Le 29 octobre 2014, l'assemblée générale de la société a décidé d'octroyer à M. X, au titre de ses fonctions de dirigeant, une prime de 83 000 euros, puis, le 24 novembre, une autre prime au titre d'un rappel de salaire, d'un montant de 3 049,94 euros.
Par acte sous seing privé du 4 décembre 2014, les parties ont réitéré la promesse de cession, en précisant dans l'acte qu'aux termes de l'assemblée générale du 29 octobre 2014, il avait été accordé à M. X une prime exceptionnelle de 83 000 euros.
Devenu dirigeant de la société, M. Z a refusé de verser les sommes allouées à M. X par les assemblées générales des 29 octobre et 24 novembre 2014, estimant que l'octroi de ces primes constituait un acte anormal de gestion, mettant en péril les intérêts de la société.
M. X a assigné la société en paiement d'une somme totale de 84 623,05 euros. M. Z est intervenu volontairement à l'instance et a demandé l'annulation des résolutions du 29 octobre 2014 et du 24 novembre 2014 comme procédant d'un abus de majorité.

Après avoir analysé les comptes de la société des exercices 2012 et 2013, l'arrêt retient que les délibérations litigieuses ont eu pour effet d'octroyer au dirigeant de la société, dans les quelques mois séparant l'engagement de cession des titres et sa réalisation, des primes exceptionnelles représentant treize fois le résultat annuel de la société, et en déduit, pour annuler ces décisions, que ces primes constituent des rémunérations abusives comme étant manifestement excessives et contraires à l'intérêt social. Il résulte de ces motifs que la cour d'appel n'a pas annulé les deux résolutions en se fondant sur l'existence d'un abus de majorité, et il ne peut donc lui être reproché de ne pas avoir caractérisé les conditions d'application d'un tel abus.

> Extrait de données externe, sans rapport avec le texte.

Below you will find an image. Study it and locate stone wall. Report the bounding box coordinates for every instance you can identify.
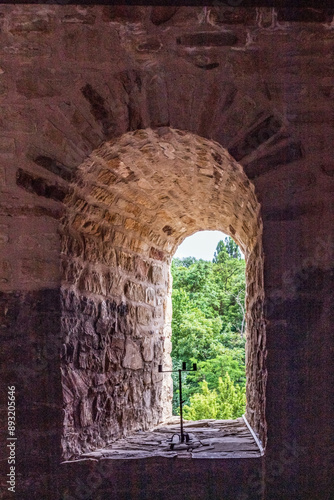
[0,4,333,499]
[60,128,264,458]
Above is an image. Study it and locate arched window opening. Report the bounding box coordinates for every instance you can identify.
[60,128,266,460]
[171,231,247,423]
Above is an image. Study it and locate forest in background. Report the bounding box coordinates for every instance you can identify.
[171,237,247,420]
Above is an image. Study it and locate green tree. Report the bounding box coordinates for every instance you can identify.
[172,308,223,364]
[183,380,218,420]
[183,352,246,398]
[171,236,247,418]
[183,373,246,420]
[213,236,242,263]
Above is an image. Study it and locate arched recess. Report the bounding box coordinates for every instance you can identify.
[60,127,266,459]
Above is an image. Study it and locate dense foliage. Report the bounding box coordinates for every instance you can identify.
[171,236,247,419]
[183,374,246,421]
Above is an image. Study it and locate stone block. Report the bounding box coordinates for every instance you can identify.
[164,297,173,324]
[90,185,116,205]
[61,12,96,25]
[78,268,104,296]
[142,389,151,408]
[104,211,123,226]
[122,339,143,370]
[149,264,164,285]
[141,336,154,362]
[16,169,67,202]
[153,306,163,320]
[137,38,162,53]
[163,338,172,355]
[128,237,149,253]
[115,198,141,217]
[150,7,179,25]
[102,6,145,23]
[177,32,238,48]
[97,168,117,185]
[208,7,256,25]
[124,281,145,302]
[95,315,112,337]
[116,250,134,273]
[9,14,51,34]
[145,287,156,306]
[111,336,125,352]
[137,306,152,326]
[277,8,334,23]
[112,230,127,247]
[134,256,150,280]
[82,236,101,263]
[61,258,83,285]
[101,244,116,267]
[79,399,93,427]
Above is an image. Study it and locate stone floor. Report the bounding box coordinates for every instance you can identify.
[78,417,263,461]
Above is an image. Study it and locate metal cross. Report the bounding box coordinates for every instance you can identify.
[158,361,197,447]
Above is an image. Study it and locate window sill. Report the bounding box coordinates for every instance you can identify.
[63,416,263,463]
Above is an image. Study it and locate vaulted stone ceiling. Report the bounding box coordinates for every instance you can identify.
[60,128,265,458]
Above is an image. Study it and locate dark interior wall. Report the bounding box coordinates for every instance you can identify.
[0,5,333,499]
[0,289,64,496]
[263,220,334,499]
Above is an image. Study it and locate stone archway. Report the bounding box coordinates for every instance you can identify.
[60,127,265,459]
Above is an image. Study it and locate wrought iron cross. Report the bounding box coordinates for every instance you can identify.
[158,361,197,446]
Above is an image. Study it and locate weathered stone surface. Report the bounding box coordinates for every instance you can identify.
[16,71,60,99]
[136,305,152,326]
[277,8,334,23]
[149,264,164,285]
[0,6,333,499]
[208,7,257,25]
[81,417,260,460]
[102,6,145,23]
[0,137,15,154]
[177,31,238,47]
[32,155,73,181]
[229,116,282,161]
[136,38,162,53]
[0,259,11,283]
[142,336,154,362]
[58,127,264,462]
[122,339,143,370]
[244,141,304,179]
[124,281,145,302]
[150,7,179,25]
[16,168,68,202]
[0,224,9,245]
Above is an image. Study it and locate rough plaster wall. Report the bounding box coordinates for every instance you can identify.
[0,4,333,499]
[61,127,264,458]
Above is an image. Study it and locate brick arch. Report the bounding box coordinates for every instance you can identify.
[21,67,302,196]
[60,127,265,459]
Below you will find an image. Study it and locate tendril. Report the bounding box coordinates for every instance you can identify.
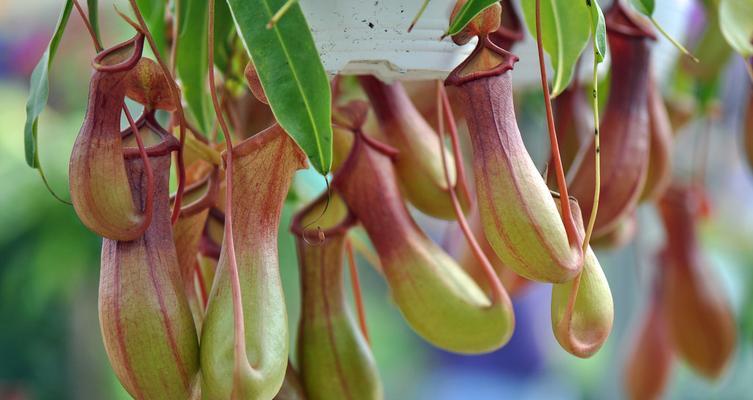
[534,0,580,251]
[439,85,473,208]
[436,80,506,303]
[127,0,187,226]
[302,176,333,246]
[208,0,251,390]
[582,35,603,253]
[123,107,155,239]
[194,261,209,310]
[266,0,299,29]
[345,239,370,344]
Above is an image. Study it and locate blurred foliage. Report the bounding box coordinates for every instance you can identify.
[0,84,126,399]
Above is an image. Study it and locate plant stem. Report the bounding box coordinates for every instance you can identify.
[37,168,71,205]
[194,262,209,309]
[127,0,187,225]
[436,81,506,303]
[346,240,370,344]
[123,105,156,234]
[267,0,299,28]
[534,0,579,248]
[440,88,473,209]
[348,230,383,273]
[582,49,602,252]
[408,0,431,32]
[208,0,252,387]
[564,12,606,334]
[73,0,102,52]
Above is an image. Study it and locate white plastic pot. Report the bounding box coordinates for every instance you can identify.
[300,0,475,82]
[301,0,692,86]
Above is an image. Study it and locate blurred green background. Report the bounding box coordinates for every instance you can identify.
[2,1,753,399]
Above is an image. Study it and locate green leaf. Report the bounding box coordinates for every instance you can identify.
[87,0,101,43]
[586,0,607,63]
[521,0,592,97]
[445,0,498,36]
[226,0,333,174]
[177,0,212,132]
[24,0,73,168]
[135,0,167,56]
[630,0,698,62]
[213,0,235,72]
[630,0,655,16]
[719,0,753,57]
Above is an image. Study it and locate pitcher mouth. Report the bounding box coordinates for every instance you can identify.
[444,35,519,87]
[330,126,399,191]
[605,1,657,40]
[290,192,357,242]
[170,168,220,217]
[221,123,308,170]
[121,110,180,159]
[93,33,146,73]
[199,209,224,260]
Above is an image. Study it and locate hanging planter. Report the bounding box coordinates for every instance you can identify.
[300,0,691,85]
[300,0,475,81]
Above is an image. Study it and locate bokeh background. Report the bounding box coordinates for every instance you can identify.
[1,1,753,399]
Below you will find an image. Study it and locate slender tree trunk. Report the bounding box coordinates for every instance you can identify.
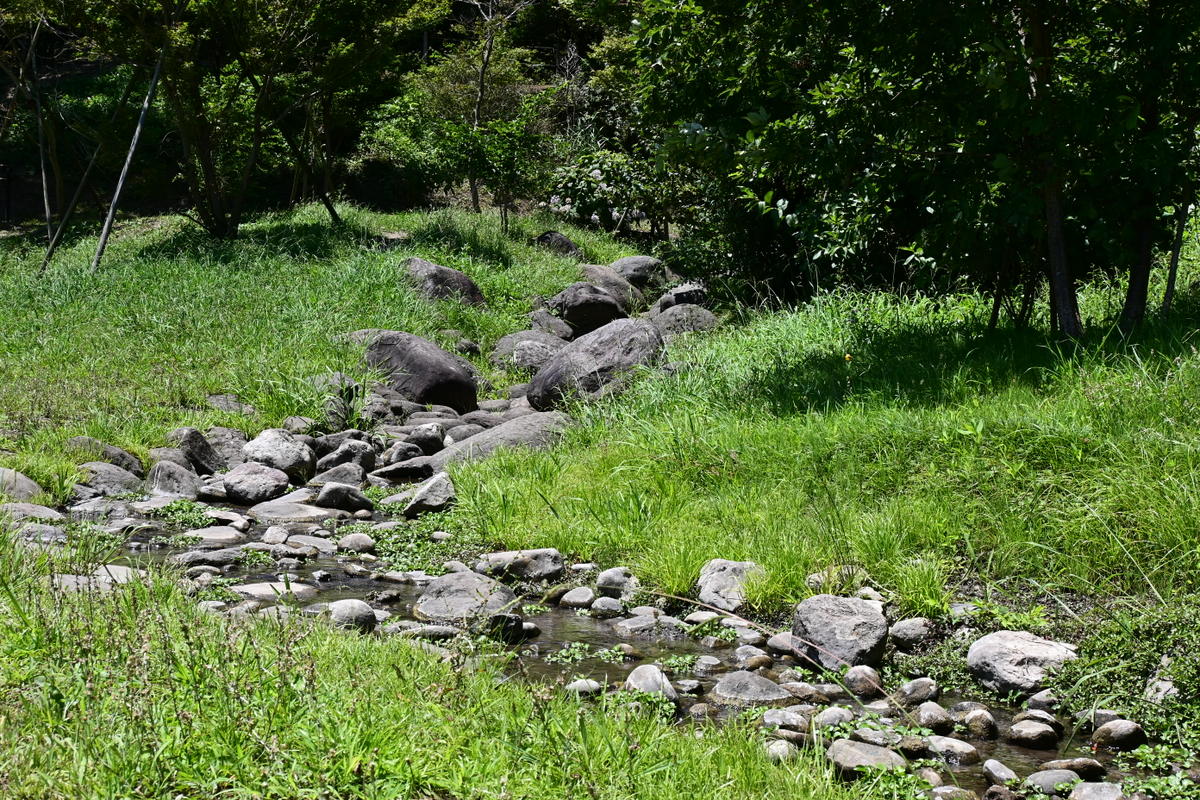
[1162,204,1189,315]
[31,40,52,242]
[1119,213,1155,333]
[1043,171,1082,337]
[468,28,496,214]
[91,55,163,273]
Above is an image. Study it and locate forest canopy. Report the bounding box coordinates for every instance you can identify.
[3,0,1198,334]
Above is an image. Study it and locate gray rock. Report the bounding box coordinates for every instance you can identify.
[428,412,572,469]
[580,263,644,313]
[596,566,640,600]
[361,330,479,413]
[765,739,799,763]
[475,548,564,582]
[564,678,602,696]
[242,429,316,484]
[78,461,143,496]
[230,581,318,602]
[527,318,664,411]
[206,427,248,468]
[652,304,718,342]
[166,427,224,475]
[896,676,940,706]
[890,617,936,651]
[927,736,981,766]
[173,546,243,567]
[207,393,256,415]
[825,739,906,776]
[1007,720,1058,749]
[652,282,706,312]
[790,594,888,669]
[491,330,568,374]
[612,615,687,641]
[0,468,42,501]
[412,571,518,622]
[404,257,486,306]
[149,447,192,471]
[533,230,582,258]
[983,758,1018,786]
[546,282,627,337]
[610,255,672,290]
[146,460,202,498]
[403,423,446,456]
[1022,770,1081,797]
[310,462,366,487]
[917,701,955,734]
[695,558,762,612]
[1042,759,1106,782]
[844,665,884,698]
[710,670,791,706]
[1027,689,1059,711]
[559,586,595,608]
[963,708,999,739]
[314,482,373,513]
[1068,783,1124,800]
[223,461,291,505]
[316,439,375,474]
[65,437,144,477]
[529,308,574,340]
[338,532,375,553]
[590,596,624,618]
[623,664,677,699]
[967,631,1078,696]
[326,599,377,632]
[813,706,856,729]
[286,533,337,555]
[383,471,455,518]
[246,489,351,525]
[185,525,246,547]
[1090,720,1146,751]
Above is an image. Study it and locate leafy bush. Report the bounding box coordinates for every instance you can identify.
[1052,596,1200,752]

Le moyen n'est donc pas fondé.

Mais sur le moyen relevé d'office
Vu les articles 1382, devenu 1240, du Code civil et L. 235-1 du Code de commerce, dans sa rédaction antérieure à celle issue de la loi n° 2019-486 du 22 mai 2019 relative à la croissance et la transformation des entreprises :
Aux termes du premier de ces textes, tout fait quelconque de l'homme, qui cause à autrui un dommage, oblige celui par la faute duquel il est arrivé à le réparer.

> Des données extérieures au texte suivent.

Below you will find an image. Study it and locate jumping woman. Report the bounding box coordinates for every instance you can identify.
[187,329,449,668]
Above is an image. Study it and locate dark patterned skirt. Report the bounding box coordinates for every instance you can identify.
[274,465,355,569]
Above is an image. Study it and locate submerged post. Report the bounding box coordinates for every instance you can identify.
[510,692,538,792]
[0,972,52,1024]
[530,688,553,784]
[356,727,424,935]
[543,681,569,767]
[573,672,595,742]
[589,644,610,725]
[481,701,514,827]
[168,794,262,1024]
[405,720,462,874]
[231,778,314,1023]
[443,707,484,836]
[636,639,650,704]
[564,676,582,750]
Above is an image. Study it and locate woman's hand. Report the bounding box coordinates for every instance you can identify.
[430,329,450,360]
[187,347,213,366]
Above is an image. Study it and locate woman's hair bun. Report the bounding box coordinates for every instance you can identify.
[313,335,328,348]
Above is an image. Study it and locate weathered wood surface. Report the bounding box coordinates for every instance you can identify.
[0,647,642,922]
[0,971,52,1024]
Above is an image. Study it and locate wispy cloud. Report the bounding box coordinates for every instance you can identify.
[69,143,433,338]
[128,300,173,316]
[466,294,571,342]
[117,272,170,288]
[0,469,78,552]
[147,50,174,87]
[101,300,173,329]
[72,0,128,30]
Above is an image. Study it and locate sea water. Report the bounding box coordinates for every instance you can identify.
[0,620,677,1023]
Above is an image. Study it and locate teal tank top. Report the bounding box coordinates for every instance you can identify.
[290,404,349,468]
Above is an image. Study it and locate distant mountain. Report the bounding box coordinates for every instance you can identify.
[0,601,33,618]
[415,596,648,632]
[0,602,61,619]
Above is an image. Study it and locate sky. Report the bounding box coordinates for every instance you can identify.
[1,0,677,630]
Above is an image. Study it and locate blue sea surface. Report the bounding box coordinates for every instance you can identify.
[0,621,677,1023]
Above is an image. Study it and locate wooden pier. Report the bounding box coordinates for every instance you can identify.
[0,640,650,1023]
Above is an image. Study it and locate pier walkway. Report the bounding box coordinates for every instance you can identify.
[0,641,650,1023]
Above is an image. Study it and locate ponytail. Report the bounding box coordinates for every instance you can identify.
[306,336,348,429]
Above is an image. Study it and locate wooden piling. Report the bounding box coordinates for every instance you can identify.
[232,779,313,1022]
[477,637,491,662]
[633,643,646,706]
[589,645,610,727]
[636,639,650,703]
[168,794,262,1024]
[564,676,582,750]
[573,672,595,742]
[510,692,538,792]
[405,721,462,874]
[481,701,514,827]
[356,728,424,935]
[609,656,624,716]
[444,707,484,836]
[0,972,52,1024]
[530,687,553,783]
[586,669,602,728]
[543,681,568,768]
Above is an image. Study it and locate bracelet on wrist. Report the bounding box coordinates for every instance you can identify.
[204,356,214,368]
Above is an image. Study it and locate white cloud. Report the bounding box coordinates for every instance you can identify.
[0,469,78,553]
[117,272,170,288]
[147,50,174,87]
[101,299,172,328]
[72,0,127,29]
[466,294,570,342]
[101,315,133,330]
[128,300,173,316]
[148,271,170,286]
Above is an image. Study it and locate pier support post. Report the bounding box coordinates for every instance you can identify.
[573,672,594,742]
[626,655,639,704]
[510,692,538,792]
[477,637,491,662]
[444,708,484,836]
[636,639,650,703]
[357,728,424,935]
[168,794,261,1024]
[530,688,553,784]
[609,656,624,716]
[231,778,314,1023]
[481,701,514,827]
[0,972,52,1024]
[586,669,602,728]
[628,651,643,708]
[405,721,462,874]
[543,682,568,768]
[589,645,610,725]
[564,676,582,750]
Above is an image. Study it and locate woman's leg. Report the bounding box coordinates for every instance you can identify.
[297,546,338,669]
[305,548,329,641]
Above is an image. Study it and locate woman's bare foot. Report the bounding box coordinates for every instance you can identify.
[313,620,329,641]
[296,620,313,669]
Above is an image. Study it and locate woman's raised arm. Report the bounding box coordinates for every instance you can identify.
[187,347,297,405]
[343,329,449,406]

Il résulte du second qu'une délibération de l'assemblée générale des associés d'une société octroyant une rémunération exceptionnelle à son dirigeant ne peut être annulée qu'en cas de violation des dispositions impératives du livre II dudit Code ou de violation des lois qui régissent les contrats, et non au seul motif de sa contrariété à l'intérêt social, sauf fraude ou abus de droit commis par un ou plusieurs associés pour favoriser ses ou leurs intérêts au détriment de ceux d'un ou plusieurs autres associés.
Pour annuler les délibérations adoptées les 29 octobre et 24 novembre 2014, l'arrêt retient que les primes allouées à M. X constituent des rémunérations abusives comme étant manifestement excessives et contraires à l'intérêt social.

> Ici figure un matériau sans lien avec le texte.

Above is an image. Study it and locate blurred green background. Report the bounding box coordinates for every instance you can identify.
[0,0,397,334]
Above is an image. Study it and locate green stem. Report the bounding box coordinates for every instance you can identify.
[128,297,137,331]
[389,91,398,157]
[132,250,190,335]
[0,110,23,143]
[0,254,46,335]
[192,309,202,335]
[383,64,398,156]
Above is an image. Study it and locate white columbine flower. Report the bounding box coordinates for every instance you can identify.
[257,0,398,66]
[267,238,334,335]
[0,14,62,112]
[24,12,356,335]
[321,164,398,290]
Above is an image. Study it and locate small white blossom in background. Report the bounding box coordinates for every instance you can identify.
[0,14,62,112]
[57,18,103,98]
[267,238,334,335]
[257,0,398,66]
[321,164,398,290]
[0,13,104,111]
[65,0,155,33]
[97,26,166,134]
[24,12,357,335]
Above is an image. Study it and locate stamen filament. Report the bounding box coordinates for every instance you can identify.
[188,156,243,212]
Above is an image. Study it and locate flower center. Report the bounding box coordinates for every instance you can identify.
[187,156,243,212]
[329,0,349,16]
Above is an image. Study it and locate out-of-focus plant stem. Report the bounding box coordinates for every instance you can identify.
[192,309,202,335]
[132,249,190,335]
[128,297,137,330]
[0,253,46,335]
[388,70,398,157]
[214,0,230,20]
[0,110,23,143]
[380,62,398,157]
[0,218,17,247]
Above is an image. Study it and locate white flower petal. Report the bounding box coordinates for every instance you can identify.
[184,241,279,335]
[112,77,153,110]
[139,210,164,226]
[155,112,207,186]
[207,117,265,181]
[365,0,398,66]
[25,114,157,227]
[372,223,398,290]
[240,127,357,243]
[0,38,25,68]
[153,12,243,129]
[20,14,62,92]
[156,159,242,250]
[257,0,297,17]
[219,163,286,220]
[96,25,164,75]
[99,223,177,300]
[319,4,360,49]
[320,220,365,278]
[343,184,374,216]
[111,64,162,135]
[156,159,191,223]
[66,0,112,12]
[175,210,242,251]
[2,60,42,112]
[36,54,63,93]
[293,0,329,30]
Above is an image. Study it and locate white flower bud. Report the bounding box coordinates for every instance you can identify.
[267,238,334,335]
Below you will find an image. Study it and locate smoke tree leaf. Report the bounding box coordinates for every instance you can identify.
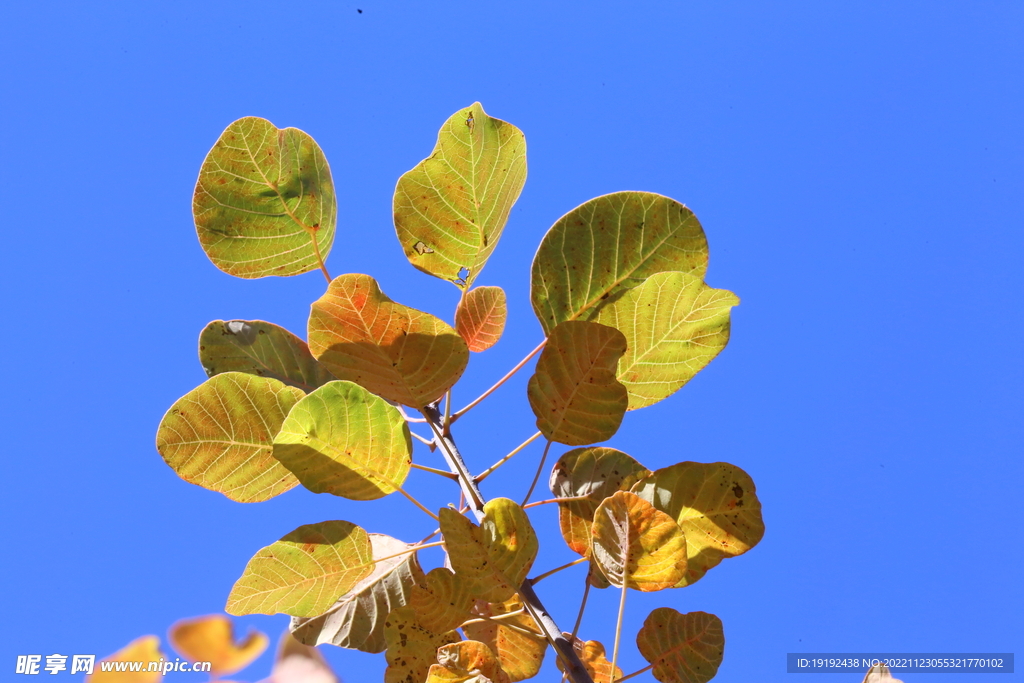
[439,498,538,603]
[394,103,527,289]
[527,321,628,445]
[426,641,511,683]
[590,491,687,591]
[549,447,651,556]
[226,520,374,618]
[156,372,303,503]
[556,636,622,683]
[408,568,477,635]
[199,320,336,393]
[193,117,335,278]
[631,462,764,587]
[636,609,724,683]
[531,191,708,335]
[384,607,460,683]
[463,596,546,682]
[592,271,739,410]
[455,286,508,352]
[168,615,268,677]
[272,381,412,500]
[87,636,165,683]
[290,534,425,653]
[308,273,469,407]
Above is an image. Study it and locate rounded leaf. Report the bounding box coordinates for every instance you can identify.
[531,192,708,335]
[593,271,739,410]
[394,103,527,288]
[427,641,511,683]
[309,273,469,407]
[527,321,628,445]
[556,635,622,683]
[168,615,268,676]
[384,607,460,683]
[408,568,476,635]
[455,286,508,352]
[631,462,764,586]
[226,520,374,617]
[193,117,335,278]
[590,491,687,591]
[463,597,545,682]
[636,608,724,683]
[156,372,304,502]
[273,381,412,500]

En statuant ainsi, sur le seul fondement de la contrariété des délibérations litigieuses à l'intérêt social, sans caractériser une violation aux dispositions légales s'imposant aux sociétés commerciales ou des lois régissant les contrats, ni relever l'existence d'une fraude ou d'un abus de droit commis par un ou plusieurs associés, la cour d'appel a violé les textes susvisés
 ».
Cass. com., 13 janv. 2021, n° 18-21.860, P *
 

Assemblée générale – convocation
« Selon les arrêts attaqués (Nouméa, 14 mai 2018, 27 septembre 2018 et 29 novembre 2018), rendus en matière de référé, les sociétés Ficbal, FP Invest, Etablissements L.X et F sont associés et cogérants de la société Compagnie financière calédonienne (la société Cofical), qui détient 55 % du capital de la société anonyme E.
Le 29 juin 2017, l'assemblée générale mixte de la société E a adopté des résolutions par lesquelles quitus a été donné aux administrateurs de leur gestion pour l'exercice 2016, le résultat de l'exercice 2016 a été affecté et M. X a été renouvelé dans ses fonctions d'administrateur pour une période de six exercices.
La société Cofical a assigné en référé la société E et M. X afin d'obtenir, sur le fondement de l'article L. 225-103, II, 2° du Code de commerce, la désignation d'un mandataire ad hoc de la société E, chargé de convoquer l'assemblée générale des actionnaires de la société ayant pour ordre du jour la révocation de MM. X et Y de leurs mandats d'administrateurs et leur remplacement par les sociétés F et Cofical et de convoquer le conseil d'administration de cette société pour désigner son nouveau président et, le cas échéant, un directeur général.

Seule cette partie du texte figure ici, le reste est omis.